Lesson 5 - Guided Project: Building a Clickbait Detector

Welcome to the Guided Project

You’re building a tool that flags clickbait headlines. Using only Bayes’ theorem and the Naive Bayes idea from this module — no machine-learning library — you will train a classifier on 6,000 real headlines and see how well it separates clickbait from genuine news.

That is the whole project. Every piece comes from this module: a prior for each class, a likelihood for each word, and Bayes’ theorem to combine them into a posterior. The word naive is the one assumption we make — that the words in a headline are independent given its class — and at the end we will be honest about what that shortcut costs. In between you will tokenize text, count words, turn those counts into probabilities, and classify headlines you have never seen.
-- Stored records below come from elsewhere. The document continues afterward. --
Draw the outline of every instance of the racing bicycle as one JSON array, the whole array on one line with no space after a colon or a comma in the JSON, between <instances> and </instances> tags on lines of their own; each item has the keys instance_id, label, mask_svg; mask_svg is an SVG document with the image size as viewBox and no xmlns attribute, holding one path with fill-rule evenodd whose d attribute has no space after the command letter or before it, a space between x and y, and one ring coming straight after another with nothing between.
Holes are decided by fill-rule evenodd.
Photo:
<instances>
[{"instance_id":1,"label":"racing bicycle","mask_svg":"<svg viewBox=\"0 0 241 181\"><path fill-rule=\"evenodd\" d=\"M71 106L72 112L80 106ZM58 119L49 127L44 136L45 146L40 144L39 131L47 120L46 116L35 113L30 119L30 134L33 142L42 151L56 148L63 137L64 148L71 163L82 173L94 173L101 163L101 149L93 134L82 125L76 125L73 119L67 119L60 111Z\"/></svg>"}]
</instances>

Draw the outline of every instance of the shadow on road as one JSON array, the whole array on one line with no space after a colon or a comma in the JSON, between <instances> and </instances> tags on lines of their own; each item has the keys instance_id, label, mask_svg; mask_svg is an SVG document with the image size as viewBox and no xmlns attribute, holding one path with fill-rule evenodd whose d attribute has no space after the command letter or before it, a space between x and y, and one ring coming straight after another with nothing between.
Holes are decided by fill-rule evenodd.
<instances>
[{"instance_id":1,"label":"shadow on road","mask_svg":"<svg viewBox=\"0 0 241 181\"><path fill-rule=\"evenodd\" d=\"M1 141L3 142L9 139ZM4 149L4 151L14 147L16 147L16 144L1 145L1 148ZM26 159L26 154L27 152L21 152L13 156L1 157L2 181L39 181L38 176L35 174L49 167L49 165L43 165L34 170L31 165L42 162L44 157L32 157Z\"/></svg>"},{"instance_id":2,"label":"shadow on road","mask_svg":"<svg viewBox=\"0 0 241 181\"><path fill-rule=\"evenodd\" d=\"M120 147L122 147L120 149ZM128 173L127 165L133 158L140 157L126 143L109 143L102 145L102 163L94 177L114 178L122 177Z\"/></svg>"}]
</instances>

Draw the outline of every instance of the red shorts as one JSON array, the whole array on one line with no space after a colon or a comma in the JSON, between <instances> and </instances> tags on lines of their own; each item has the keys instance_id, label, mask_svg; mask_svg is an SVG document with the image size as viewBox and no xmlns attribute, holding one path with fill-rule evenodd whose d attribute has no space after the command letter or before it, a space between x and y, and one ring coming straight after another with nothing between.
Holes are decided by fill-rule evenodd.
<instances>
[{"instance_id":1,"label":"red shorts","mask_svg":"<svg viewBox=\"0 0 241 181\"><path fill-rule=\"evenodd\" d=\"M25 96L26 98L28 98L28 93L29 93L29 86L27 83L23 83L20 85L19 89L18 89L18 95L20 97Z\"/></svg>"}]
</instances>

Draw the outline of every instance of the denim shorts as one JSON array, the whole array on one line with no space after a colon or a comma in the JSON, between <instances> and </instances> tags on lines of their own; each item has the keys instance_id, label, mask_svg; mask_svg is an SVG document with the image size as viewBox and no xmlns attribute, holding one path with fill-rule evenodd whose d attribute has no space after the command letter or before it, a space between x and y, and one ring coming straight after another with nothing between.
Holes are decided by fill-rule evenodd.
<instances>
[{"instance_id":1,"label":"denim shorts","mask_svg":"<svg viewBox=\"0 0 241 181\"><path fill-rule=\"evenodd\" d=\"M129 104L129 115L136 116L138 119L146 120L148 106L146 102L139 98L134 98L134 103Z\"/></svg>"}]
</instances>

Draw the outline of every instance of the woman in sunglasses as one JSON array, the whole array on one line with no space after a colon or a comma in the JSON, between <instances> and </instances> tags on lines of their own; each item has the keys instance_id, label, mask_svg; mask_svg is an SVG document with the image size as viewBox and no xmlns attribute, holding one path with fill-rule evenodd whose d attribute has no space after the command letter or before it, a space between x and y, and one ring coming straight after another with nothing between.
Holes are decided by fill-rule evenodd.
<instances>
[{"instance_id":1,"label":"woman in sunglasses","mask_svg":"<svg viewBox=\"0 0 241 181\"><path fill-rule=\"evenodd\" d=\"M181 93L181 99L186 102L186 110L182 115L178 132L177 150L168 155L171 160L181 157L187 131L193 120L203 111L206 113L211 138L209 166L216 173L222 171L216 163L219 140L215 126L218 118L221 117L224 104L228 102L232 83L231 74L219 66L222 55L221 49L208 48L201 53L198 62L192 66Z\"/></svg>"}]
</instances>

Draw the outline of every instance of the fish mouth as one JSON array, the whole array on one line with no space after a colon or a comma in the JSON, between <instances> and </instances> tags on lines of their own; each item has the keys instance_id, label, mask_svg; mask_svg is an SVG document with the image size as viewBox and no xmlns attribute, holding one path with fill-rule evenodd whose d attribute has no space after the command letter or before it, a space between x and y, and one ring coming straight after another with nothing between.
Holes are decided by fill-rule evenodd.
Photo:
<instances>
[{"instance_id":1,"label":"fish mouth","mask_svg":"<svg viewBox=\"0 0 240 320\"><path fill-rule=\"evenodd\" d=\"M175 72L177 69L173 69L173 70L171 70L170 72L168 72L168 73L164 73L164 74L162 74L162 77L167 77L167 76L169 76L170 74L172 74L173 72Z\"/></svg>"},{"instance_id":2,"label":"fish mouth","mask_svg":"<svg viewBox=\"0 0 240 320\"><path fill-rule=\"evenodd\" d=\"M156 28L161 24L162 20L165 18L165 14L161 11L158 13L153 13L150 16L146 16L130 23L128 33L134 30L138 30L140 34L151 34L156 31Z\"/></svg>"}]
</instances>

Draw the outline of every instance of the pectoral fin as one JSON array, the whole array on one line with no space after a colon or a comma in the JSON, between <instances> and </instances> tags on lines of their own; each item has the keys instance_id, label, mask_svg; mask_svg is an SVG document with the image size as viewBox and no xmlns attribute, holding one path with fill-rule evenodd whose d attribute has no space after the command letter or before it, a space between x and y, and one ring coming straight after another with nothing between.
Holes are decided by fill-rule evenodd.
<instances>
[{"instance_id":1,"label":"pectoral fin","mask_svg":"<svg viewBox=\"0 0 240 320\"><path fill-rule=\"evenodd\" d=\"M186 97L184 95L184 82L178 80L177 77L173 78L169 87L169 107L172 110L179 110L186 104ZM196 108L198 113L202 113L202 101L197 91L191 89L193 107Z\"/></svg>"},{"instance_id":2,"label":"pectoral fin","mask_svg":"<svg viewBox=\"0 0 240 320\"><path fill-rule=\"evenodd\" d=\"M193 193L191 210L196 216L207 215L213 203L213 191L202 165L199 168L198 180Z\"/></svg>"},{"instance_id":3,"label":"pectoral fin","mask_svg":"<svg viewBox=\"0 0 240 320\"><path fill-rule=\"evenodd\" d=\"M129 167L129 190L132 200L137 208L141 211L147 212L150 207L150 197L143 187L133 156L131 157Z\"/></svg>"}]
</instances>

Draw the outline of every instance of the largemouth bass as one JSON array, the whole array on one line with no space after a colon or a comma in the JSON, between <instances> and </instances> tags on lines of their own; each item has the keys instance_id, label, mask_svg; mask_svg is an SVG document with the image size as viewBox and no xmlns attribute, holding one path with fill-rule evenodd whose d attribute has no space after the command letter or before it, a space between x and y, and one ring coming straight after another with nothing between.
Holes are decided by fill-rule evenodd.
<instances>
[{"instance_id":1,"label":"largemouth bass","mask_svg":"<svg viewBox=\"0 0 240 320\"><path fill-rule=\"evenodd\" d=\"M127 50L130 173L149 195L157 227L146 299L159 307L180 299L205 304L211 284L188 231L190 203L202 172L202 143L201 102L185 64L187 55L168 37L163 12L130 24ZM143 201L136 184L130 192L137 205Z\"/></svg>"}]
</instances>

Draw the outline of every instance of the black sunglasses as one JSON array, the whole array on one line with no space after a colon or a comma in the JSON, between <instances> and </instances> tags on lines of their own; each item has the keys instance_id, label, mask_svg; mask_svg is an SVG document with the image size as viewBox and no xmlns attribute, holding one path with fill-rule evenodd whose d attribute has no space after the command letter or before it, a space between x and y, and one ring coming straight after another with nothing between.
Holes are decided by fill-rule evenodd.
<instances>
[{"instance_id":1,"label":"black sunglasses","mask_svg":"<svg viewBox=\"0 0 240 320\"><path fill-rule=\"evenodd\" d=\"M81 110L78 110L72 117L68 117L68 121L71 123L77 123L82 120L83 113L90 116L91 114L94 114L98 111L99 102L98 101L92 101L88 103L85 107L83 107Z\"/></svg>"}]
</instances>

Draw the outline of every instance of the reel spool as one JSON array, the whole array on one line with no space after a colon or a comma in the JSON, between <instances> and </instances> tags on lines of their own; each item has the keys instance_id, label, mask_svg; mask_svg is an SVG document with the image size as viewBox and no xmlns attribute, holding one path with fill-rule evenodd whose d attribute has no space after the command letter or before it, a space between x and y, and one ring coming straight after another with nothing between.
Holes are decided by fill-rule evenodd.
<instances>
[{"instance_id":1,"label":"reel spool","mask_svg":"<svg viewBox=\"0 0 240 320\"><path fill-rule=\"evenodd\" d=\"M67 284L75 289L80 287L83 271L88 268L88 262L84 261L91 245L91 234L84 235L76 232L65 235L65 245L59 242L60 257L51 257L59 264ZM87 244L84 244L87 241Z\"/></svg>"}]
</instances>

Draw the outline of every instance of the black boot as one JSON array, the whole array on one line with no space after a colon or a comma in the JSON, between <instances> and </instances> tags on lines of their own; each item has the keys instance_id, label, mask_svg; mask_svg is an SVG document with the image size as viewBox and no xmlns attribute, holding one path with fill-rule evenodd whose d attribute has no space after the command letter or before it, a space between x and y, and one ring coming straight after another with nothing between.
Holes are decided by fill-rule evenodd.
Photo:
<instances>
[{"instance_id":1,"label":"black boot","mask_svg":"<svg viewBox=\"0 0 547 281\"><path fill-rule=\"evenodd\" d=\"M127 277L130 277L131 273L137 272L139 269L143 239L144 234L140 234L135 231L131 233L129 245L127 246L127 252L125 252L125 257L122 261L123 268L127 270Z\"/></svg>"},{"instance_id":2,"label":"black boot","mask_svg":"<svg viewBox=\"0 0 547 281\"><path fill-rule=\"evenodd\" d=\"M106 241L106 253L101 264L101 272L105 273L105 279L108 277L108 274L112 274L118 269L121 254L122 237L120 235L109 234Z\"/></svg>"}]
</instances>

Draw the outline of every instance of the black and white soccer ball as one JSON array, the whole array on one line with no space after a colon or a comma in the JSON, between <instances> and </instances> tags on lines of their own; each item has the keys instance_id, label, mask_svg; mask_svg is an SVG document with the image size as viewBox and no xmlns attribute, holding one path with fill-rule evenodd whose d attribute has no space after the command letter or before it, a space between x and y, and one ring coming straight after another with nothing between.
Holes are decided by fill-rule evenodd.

By the end of this lesson, you will be able to:

  • Turn raw text into word counts you can compute probabilities from
  • Estimate class priors and smoothed per-word likelihoods from a training set
  • Combine them with Bayes’ theorem in log-space to classify new headlines
  • Measure real accuracy, read a confusion matrix, and inspect what the model learned

You only need pandas, numpy, and the standard-library re, math, and collections. Let’s begin.


Step 1: Load and Explore the Data

Start by loading the headlines and getting the measure of what you have.

import pandas as pd

headlines = pd.read_csv("https://datatweets.com/datasets/headlines.csv")
print(headlines.shape)
print(headlines["label"].value_counts())
(6000, 2)
label
genuine      3000
clickbait    3000
Name: count, dtype: int64

There are 6,000 headlines with two columns — the headline text and its label, either "clickbait" or "genuine". The classes are perfectly balanced: 3,000 of each. That balance is convenient, because it means our priors will be roughly even and any accuracy above 50% is real signal, not an artifact of guessing the majority class.

Look at a few examples to get a feel for the two styles:

for label in ["clickbait", "genuine"]:
    print(f"--- {label} ---")
    for text in headlines[headlines["label"] == label]["headline"].head(3):
        print(" ", text)
--- clickbait ---
  15 Romantic Movies That Will Make You Cry
  17 Things That Inevitably Happen When You Move Back Home
  This Is What Happens When You Try To Take A Group Photo
--- genuine ---
  Why do cities close refuges unless they want women to die?
  From Helen Mirrens Instagram to Kanyes new hair-do: this weeks fashion trends
  Football transfer rumours: Antoine Griezmann to Manchester United?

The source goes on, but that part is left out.